Written by: Julien Potin & Manfred Sintorn
Edited by: Jake Gasson
Supervised by: Emile Clarke
On 9 January 2024, Thierry Breton, Commissioner for the Internal Market and in charge of the European Defence Fund (EDF) and defence industry, announced that he was proposing a new €100 billion defence fund to strengthen the EU’s defence industry (Wax & Kayali, 2024). The statement came in the context of an apparent failure to supply Ukraine with a promised million artillery shells within a year, which he insisted that the Union would nonetheless accomplish, and as the EU’s defence sector becomes increasingly centralised. Most astonishing, however, is that the proposed sum largely surpasses any fund that EU institutions have previously devoted to the defence industry. With the most recent EU capability development tool for defence and security being the EDF, with €8 billion spread over the 2021-2027 period, talks about a newer and larger framework for EU defence funding raise numerous questions regarding framework and administration. While the new interest in defence spending at an EU level is inherently different to the EDF in that it is intended to finance the procurement of equipment rather than just its development, it appears to be an extension of the EDF framework.

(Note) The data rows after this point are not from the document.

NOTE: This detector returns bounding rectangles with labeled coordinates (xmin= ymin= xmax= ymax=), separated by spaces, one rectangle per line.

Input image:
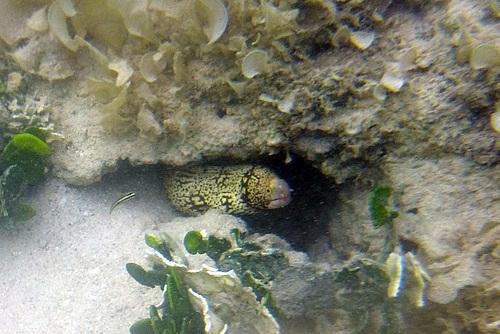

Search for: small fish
xmin=109 ymin=192 xmax=135 ymax=214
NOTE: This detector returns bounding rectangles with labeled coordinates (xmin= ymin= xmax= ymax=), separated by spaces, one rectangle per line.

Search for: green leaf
xmin=11 ymin=133 xmax=50 ymax=155
xmin=9 ymin=203 xmax=36 ymax=221
xmin=0 ymin=165 xmax=26 ymax=217
xmin=125 ymin=263 xmax=155 ymax=288
xmin=368 ymin=186 xmax=397 ymax=228
xmin=149 ymin=305 xmax=163 ymax=334
xmin=2 ymin=144 xmax=45 ymax=183
xmin=130 ymin=319 xmax=154 ymax=334
xmin=207 ymin=235 xmax=231 ymax=261
xmin=184 ymin=231 xmax=206 ymax=255
xmin=146 ymin=234 xmax=161 ymax=248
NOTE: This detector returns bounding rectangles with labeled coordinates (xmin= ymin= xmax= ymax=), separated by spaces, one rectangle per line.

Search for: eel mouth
xmin=267 ymin=178 xmax=292 ymax=209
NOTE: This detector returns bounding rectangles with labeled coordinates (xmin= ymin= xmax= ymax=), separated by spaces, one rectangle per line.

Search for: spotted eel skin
xmin=163 ymin=165 xmax=291 ymax=216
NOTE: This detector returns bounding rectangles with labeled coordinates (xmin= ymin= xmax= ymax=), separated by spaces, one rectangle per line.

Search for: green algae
xmin=368 ymin=185 xmax=399 ymax=228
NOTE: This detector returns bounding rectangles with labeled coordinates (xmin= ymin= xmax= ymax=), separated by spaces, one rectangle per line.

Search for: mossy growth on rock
xmin=368 ymin=185 xmax=399 ymax=228
xmin=126 ymin=233 xmax=279 ymax=334
xmin=0 ymin=127 xmax=50 ymax=220
xmin=126 ymin=235 xmax=205 ymax=334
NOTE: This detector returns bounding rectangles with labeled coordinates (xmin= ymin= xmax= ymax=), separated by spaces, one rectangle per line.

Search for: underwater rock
xmin=163 ymin=165 xmax=291 ymax=215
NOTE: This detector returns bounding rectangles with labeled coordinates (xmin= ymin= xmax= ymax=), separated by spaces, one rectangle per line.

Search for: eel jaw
xmin=267 ymin=178 xmax=292 ymax=209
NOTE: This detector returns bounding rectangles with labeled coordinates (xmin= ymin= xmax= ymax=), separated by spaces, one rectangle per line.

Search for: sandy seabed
xmin=0 ymin=169 xmax=176 ymax=334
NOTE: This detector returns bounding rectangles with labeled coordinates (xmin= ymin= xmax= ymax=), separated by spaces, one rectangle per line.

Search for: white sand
xmin=0 ymin=170 xmax=177 ymax=334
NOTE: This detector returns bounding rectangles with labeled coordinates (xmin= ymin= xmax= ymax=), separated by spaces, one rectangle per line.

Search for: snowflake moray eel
xmin=163 ymin=165 xmax=291 ymax=216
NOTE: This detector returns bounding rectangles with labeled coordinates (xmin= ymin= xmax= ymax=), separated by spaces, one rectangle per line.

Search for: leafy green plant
xmin=184 ymin=229 xmax=289 ymax=306
xmin=0 ymin=127 xmax=50 ymax=220
xmin=368 ymin=185 xmax=399 ymax=228
xmin=126 ymin=235 xmax=205 ymax=334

Ahead of the Commission’s forthcoming interim evaluation of the EDF and as a new, larger, defence fund appears on the horizon, there is both a value in and a lack of work on reviewing and analysing the EDF. This study analyses the structure, governance, and practice of the EDF to establish whether the instrument is obsolete and what the Fund’s model and effects imply for future EU-level defence funding. In this manner, it also scrutinises one part of the PESCO-based defence union and presents recommendations based on the lessons learned so far in supranational defence funding and cooperation.